Sevcan “Şey ben Sevcan. Karşınızdaki dairede oturuyorum.”
“Tamam şimdi tanıdım. İstersen tanışabiliriz. Henüz vakit erken. İstersen mahallenin kafesine gel. Orada buluşalım.”
“Kafeye değil de sizin eve gelsem beni ağırlar mısın?”
Selim “Bu daha iyi olur. Ama evde benden başka kimse yok.”
“Ben seninle tanışmak sadece birkaç dakika oturacağım.”
Selim “Buyur gel bekliyorum.” Dedi.
“Tamam geliyorum.” Dedi. Cebini kapattı. Salona geçti. Babasına “Baba ben kafede arkadaşım ile buluşacağım.”
Baba “Tamam kızım. Yalnız geç kalma.”
Sevcan “Tama babacığım.” Diyerek cümle kapısına yöneldi.
Sevcan yalan mı söylelememişti ne. Kaypak bir cevaptı verdiği. Kafe derken Selim’in odasını kastetmişti. Niye olmasın. Selim odası ‘Selim Kafe’ Ayakkabısını heyecan içinde giydi. Dışarıya çıktı. Merdivenlerden inip apartmanı terk ettiğinde heyecandan kalbi küt küt atıyordu.
Selim onu kapıda gülümseyerek karşıladı.
“Hoş geldin.”
“Hoş bulduk.” Tokalaştılar.
Selim “Gel benim odama geçelim.” Odaya girdiler.
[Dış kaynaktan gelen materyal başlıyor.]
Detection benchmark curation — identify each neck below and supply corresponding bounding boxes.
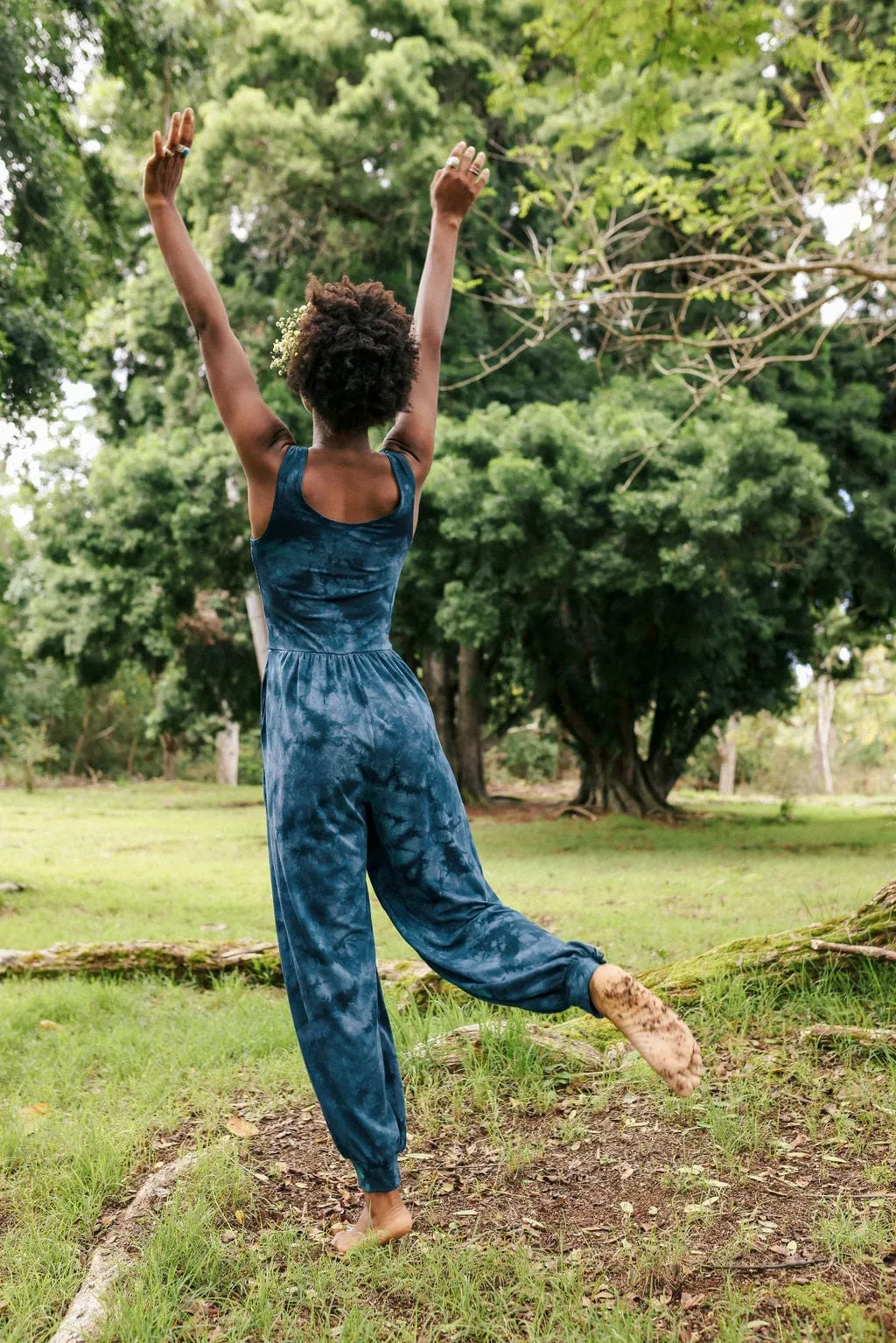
[312,415,371,452]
“Ne içersin Kola getireyim mi?”
“Olur. Bir bardak içerim.”
Selim mutfağa gitti. Gelirken iki eli dolu bardakta kola getirdi. Birini Sevcan’a verdi. Sonra onun karşısındaki koltuğa oturdu. Televizyon açıktı. Ekranda milli maç vardı. Maç daha bitmemişti. Karşılaşma uzatmalardaydı.
“Maçı bizimkilerde izliyor.”
Selim “Bu maçı tüm Türkiye izliyor.” Durdu. “Sevcan konuşacaklarımızdan utanırsak bir yere gidemeyiz. Sana ilgi duyuyorum. Bu seni rahatsız etmez değil mi?” dedi.
Sevcan “Bu beni sevindirir. Benim de sevenim varmış derim.”
“Ama benim sevgim başka.”
Sevcan “Senin ki ne tür sevgi?”
“Vaz geçilmez bir sevgi. Tıpkı nefes alıp vermek gibi.”
“İyi öyle olsun.”
Selim “Şey diyorum ben seni hep gece gözetliyorum. Ama penceren hiç açılmıyor.”
“Aynı şeyi ben de yapıyorum. Perdeni sende açmıyorsun.”
Selim “Biz üç kardeşiz. Bu oda bana ait. Kardeşlerim salonda yatıyor.”
“Kardeşlerini hiç görmedim. Nasıl biriler. Fotoğrafları var mı?”
Selim “Var. Dur vereyim.” Dedi. Yerinden kalktı. Dolabından fotoğraf albümünü çıkardı. “Al istediğin gibi bakabilirisin.” O an şok geçirdi. Rüyasında anne diye bildiği kız çocuğunun fotoğrafı.
“Bu kız kim?”
“Teyzemin kzı. Tek evlat. Şehir dışında yaşıyorlar. Adı Banu.”
Banu mu. Benim annemin adı da Banu.”
“Reenkarnasyon derlerdi de inanmazdım. İstersen o fotoğraf sen de kalabilir.”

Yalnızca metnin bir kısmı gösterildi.